Article paru dans Pouvoir ouvrier, n° 85, juillet-août 1967, p. 14

« Clara se couche sur le ventre et remonte sa robe. Des cicatrices profondes rayent ses cuisses et ses fesses, comme si des bêtes avaient mordu ses chairs…

– Ça, c’est la Gestapo, dit-elle d’une voix rauque. Puis elle s’assied et montrant ses mains, elle ajoute :

– Et ça, c’est le N.K.V.D.

Les bouts de ses doigts sont comme broyés, violacés, gonflés. Elle n’a plus d’ongles ».

Non, ce n’est pas un récit de plus sur les camps nazis, mais celui d’une expérience vécue de la répression stalinienne contre les premiers bolcheviks, le « Vertige » ou « chronique des temps du culte de la personnalité », publié aux éditions du Seuil (mai 1967).

Arrestations massives, délations, interrogatoires, « méthodes spéciales », prisons, amalgame avec les « droits commun », exterminations directes, « transferts » par wagons vers les camps de Sibérie, morts lentes, travail forcé par – 40° y sont rapportés avec beaucoup de précisions et ce constat est à lui seul un terrible réquisitoire.

L’auteur, Evguénia Guinzbourg, communiste orthodoxe pourtant, femme d’un membre du Comité Central exécutif, est suspectée parce qu’elle a travaillé sous les ordres d’un historien accusé de déviation trotskyste.

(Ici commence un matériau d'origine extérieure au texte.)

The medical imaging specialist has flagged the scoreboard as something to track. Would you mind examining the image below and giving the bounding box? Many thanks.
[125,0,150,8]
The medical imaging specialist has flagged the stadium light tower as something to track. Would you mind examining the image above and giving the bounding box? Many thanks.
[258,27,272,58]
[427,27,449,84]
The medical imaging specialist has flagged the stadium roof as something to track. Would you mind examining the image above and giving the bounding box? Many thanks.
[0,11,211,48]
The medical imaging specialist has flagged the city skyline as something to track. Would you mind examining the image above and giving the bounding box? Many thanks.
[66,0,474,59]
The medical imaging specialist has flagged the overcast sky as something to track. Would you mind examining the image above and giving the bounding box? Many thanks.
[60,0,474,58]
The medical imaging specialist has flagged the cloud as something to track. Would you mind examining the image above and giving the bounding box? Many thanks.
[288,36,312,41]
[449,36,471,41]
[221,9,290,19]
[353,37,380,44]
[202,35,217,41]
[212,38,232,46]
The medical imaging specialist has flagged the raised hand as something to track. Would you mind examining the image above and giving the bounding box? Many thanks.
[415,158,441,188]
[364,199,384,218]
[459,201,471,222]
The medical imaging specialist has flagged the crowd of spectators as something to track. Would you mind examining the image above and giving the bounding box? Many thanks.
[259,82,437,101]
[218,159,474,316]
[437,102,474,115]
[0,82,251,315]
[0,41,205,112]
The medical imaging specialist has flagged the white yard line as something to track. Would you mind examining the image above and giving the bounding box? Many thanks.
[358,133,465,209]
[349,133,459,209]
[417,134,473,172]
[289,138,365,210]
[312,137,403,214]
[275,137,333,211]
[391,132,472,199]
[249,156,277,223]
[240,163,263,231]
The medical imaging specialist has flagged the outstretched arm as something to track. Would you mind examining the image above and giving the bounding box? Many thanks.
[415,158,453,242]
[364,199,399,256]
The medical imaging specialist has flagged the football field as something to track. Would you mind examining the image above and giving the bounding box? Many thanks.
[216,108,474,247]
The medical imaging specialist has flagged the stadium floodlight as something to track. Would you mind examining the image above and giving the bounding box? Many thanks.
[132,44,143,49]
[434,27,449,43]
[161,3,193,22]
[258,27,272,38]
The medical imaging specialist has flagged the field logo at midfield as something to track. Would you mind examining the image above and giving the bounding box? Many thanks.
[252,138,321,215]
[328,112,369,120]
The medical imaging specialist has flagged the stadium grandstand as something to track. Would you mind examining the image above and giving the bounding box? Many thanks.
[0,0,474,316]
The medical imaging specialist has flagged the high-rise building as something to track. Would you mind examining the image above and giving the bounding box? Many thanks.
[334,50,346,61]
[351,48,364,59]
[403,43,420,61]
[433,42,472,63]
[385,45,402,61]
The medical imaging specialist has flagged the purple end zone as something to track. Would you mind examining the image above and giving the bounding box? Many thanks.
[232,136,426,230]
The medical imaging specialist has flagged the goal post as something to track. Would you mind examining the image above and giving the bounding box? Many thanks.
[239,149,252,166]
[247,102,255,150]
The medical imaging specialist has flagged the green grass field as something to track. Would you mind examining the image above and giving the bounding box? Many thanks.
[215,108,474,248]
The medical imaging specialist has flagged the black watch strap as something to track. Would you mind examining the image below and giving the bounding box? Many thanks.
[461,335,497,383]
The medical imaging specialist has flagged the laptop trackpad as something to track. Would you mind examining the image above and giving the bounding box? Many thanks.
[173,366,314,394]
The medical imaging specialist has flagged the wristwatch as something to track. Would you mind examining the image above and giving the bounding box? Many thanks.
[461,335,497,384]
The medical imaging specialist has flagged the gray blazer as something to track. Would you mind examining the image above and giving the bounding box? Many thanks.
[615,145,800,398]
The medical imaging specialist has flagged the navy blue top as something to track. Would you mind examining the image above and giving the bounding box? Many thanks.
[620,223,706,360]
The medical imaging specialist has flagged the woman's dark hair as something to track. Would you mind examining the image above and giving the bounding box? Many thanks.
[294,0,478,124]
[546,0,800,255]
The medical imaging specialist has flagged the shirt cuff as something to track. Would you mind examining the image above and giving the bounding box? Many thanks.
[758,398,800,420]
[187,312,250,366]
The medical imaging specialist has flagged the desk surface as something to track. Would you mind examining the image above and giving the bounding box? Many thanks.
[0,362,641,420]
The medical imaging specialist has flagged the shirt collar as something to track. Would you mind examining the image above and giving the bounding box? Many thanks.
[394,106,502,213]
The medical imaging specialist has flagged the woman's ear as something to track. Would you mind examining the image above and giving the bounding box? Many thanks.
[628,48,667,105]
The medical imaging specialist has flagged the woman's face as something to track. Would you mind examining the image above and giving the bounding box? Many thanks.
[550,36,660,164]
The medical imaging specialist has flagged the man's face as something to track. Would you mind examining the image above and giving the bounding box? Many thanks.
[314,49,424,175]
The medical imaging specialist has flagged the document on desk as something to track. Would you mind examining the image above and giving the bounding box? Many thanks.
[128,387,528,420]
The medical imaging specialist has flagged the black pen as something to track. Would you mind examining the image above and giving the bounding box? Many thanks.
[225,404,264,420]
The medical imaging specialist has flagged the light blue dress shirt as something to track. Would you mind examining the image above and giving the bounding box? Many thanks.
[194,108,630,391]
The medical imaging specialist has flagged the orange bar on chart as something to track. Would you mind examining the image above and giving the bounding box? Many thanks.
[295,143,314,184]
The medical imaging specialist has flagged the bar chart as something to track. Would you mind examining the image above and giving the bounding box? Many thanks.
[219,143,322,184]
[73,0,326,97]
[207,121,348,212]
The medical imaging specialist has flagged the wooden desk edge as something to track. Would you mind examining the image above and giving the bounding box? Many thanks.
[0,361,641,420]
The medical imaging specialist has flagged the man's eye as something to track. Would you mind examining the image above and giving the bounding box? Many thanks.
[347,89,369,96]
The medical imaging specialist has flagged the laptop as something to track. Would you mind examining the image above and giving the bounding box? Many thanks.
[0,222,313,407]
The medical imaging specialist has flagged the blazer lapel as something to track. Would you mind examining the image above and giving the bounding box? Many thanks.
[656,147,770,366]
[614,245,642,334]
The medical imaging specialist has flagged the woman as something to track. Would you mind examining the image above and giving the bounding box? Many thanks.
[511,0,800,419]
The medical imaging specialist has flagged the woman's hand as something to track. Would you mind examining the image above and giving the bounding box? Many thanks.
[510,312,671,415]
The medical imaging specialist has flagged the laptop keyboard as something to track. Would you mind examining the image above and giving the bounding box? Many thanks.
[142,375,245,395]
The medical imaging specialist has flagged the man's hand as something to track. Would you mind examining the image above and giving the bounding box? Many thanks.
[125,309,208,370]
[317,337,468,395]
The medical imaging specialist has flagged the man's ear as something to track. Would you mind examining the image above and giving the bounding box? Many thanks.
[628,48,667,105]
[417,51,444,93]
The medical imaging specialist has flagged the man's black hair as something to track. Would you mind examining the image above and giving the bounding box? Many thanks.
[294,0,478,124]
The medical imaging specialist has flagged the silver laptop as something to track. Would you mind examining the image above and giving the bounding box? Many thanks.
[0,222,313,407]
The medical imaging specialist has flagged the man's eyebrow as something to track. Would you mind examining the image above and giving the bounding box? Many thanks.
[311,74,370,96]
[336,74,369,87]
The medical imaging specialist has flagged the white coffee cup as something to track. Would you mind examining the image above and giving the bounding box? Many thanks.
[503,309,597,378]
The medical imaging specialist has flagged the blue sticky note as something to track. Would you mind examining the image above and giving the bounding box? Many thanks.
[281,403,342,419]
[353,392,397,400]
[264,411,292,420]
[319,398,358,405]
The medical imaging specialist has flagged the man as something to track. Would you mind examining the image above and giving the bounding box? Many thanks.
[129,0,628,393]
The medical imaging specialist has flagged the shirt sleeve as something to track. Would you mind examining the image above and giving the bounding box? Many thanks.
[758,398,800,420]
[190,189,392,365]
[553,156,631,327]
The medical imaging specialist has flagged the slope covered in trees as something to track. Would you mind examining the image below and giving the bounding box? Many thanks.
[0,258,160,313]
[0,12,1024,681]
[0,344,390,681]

Exclue en 1937, privée de travail, arrêtée et « interrogée » à Kazan et Moscou, elle est condamnée à dix ans d’isolement pour appartenance à un « groupe terroriste, contre-révolutionnaire, trotskyste… visant à restaurer le capitalisme et à liquider physiquement les dirigeants du parti et du gouvernement ». En réalité, elle fait 18 ans de prison et de camps avant d’être libérée, réhabilitée, réintégrée dans le parti sous le Khroutchévisme. Elle enseigne aujourd’hui à Moscou.

Staline mort, les bureaucrates seraient-ils devenus si bons qu’ils toléreraient de pareils écrits ? Il faut dire que, prudence ou orthodoxie, l’auteur ne prononce pas elle-même les jugements les plus durs sur le stalinisme. Elle sait faire parler ses « rencontres » des camps, ainsi ce Garci :

– « Koba (Staline), c’est le 18 Brumaire. On extermine les meilleurs militants du parti qui faisaient ou auraient pu faire obstacle à l’instauration définitive de sa dictature. »

Et cette Clara Maliar, « inscrite au parti bien avant la révolution », qui compare le bon Staline au bon Tsar qui fit massacrer les ouvriers le 9 janvier 1905.

Et cette communiste allemande qui soutient que « les instruments utilisés pour obtenir des confessions sincères avaient été importés d’Allemagne ».

Il faut dire que, naïve orthodoxie ou tactique adroite d’auteur qui veut être édité, Evguénia Guinzbourg s’empresse de clamer bien fort dès la première page :

« Dans notre parti, dans notre pays, règne à nouveau la grande vérité léniniste. Dès maintenant nous pouvons raconter ce qui a été et qui ne sera plus ».

Mais on ne peut empêcher de rapprocher de cette proclamation les phrases suivantes beaucoup plus discrètes, un peu plus loin, noyées :

« Vous ne comprenez pas, les événements qui viennent pour vous, ce sera difficile.

– Il est probable que si je devais me retrouver maintenant dans une situation semblable, je me repentirais… »

De toute façon « l’orthodoxie » et les « repentirs » n’auront servi à rien. Le manuscrit du « Vertige », n’a pas été, jusqu’à présent, publié en U.R.S.S.